Lei ha parlato di ‘momento importante di ribaltamento dei ruoli’. Cos’è nella pratica?

Significa dare spazio a chi di solito non lo ha. In genere, quando si parla di giovani, sono gli adulti a spiegare come dovrebbero comportarsi. Qui è il contrario: sono i ragazzi che spiegheranno cosa provano, cosa si aspettano da noi, e cosa secondo loro non funziona nel modo in cui li osserviamo o giudichiamo o interveniamo. Non è un’accusa agli adulti, ma un invito a mettersi in discussione, con rispetto e curiosità reciproca nel rispetto dei ruoli.

Gli adolescenti sono sempre difficili da raggiungere, a volte chiusi nel proprio mondo, oggi digitale. Come si riesce a entrare in dialogo con loro?

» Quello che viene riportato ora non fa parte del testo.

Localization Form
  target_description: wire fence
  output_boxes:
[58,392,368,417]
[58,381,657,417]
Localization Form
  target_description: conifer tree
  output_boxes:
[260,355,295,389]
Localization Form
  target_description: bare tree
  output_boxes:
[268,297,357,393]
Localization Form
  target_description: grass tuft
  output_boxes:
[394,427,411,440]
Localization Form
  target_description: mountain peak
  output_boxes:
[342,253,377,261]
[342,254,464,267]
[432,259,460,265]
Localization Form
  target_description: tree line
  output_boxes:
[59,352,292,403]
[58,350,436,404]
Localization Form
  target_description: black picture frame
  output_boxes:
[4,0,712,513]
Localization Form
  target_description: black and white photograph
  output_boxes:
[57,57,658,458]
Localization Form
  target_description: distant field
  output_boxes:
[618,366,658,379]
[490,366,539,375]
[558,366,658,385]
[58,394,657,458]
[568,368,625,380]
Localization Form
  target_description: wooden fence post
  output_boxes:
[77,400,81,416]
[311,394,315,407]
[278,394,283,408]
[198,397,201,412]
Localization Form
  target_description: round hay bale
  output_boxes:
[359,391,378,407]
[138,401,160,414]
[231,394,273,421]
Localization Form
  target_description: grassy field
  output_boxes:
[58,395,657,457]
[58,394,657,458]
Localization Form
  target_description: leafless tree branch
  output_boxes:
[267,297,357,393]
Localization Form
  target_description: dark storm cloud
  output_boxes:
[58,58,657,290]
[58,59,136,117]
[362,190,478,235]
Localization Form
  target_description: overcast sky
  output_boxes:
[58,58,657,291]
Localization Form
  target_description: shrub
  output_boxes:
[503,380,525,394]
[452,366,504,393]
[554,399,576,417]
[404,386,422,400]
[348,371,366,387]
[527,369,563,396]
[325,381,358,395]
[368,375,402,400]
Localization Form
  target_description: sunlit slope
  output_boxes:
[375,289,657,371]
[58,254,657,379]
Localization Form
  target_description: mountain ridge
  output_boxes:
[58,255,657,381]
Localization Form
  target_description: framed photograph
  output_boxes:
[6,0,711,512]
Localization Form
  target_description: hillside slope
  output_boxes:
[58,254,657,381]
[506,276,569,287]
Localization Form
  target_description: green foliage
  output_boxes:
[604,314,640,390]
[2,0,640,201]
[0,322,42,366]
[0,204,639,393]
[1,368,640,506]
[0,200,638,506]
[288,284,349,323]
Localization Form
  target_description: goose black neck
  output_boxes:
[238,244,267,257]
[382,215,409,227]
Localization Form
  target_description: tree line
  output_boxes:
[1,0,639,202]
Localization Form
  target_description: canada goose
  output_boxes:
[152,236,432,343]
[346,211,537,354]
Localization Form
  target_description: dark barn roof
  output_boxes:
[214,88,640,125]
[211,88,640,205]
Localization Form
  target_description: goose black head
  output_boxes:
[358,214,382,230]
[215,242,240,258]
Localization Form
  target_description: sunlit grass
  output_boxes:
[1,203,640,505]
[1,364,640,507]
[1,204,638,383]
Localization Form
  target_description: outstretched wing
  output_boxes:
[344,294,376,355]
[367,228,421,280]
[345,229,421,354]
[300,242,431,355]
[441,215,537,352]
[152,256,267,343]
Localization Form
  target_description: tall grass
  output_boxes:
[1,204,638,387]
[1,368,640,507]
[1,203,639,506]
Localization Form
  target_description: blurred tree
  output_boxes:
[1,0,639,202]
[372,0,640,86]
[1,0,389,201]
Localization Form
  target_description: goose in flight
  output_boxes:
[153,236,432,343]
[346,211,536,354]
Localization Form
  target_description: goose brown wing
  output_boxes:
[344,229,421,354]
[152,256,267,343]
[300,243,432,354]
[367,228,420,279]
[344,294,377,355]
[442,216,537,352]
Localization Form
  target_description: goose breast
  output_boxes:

È vero, i ragazzi possono sembrare inaccessibili, a volte sono muri di gomma, ma in realtà non lo sono, anzi, sono permeabili. Semplicemente sono sensibili ai linguaggi sbagliati o che non riconoscono. Non vogliono sentirsi giudicati, ma compresi. E’ importante usare le “giuste parole” per comunicare e per essere ascoltati, giovani ed adulti, in una relazione di reciproco riconoscimento.

Dal convegno nascerà anche un gruppo permanente di confronto?

Sì, è un’idea. Vorremmo creare un luogo fisso — reale o digitale — dove giovani e adulti possano continuare a parlarsi, a confrontarsi. Un laboratorio in cui i ragazzi avranno uno spazio per raccontarsi, e noi adulti l’occasione per comprenderli meglio. È un modo per non fermarsi all’evento, ma renderlo un punto di partenza per una progettualità.

C’è qualcosa che si augura di vedere accadere, il 18 aprile?

Mi auguro di vedere emozione, partecipazione e, soprattutto, ascolto e comprensione. Spero che genitori e insegnanti riescano a vedere i ragazzi non solo come figli o alunni, ma come persone che vivono un’epoca difficile e complessa. Se anche uno solo si sentirà capito, sarà già un successo. Il convegno non vuole dare ricette, ma aprire porte. Gli adolescenti non hanno bisogno che decidiamo per loro: hanno bisogno che camminiamo accanto a loro. E ascoltarli, davvero, non è mai una perdita di tempo.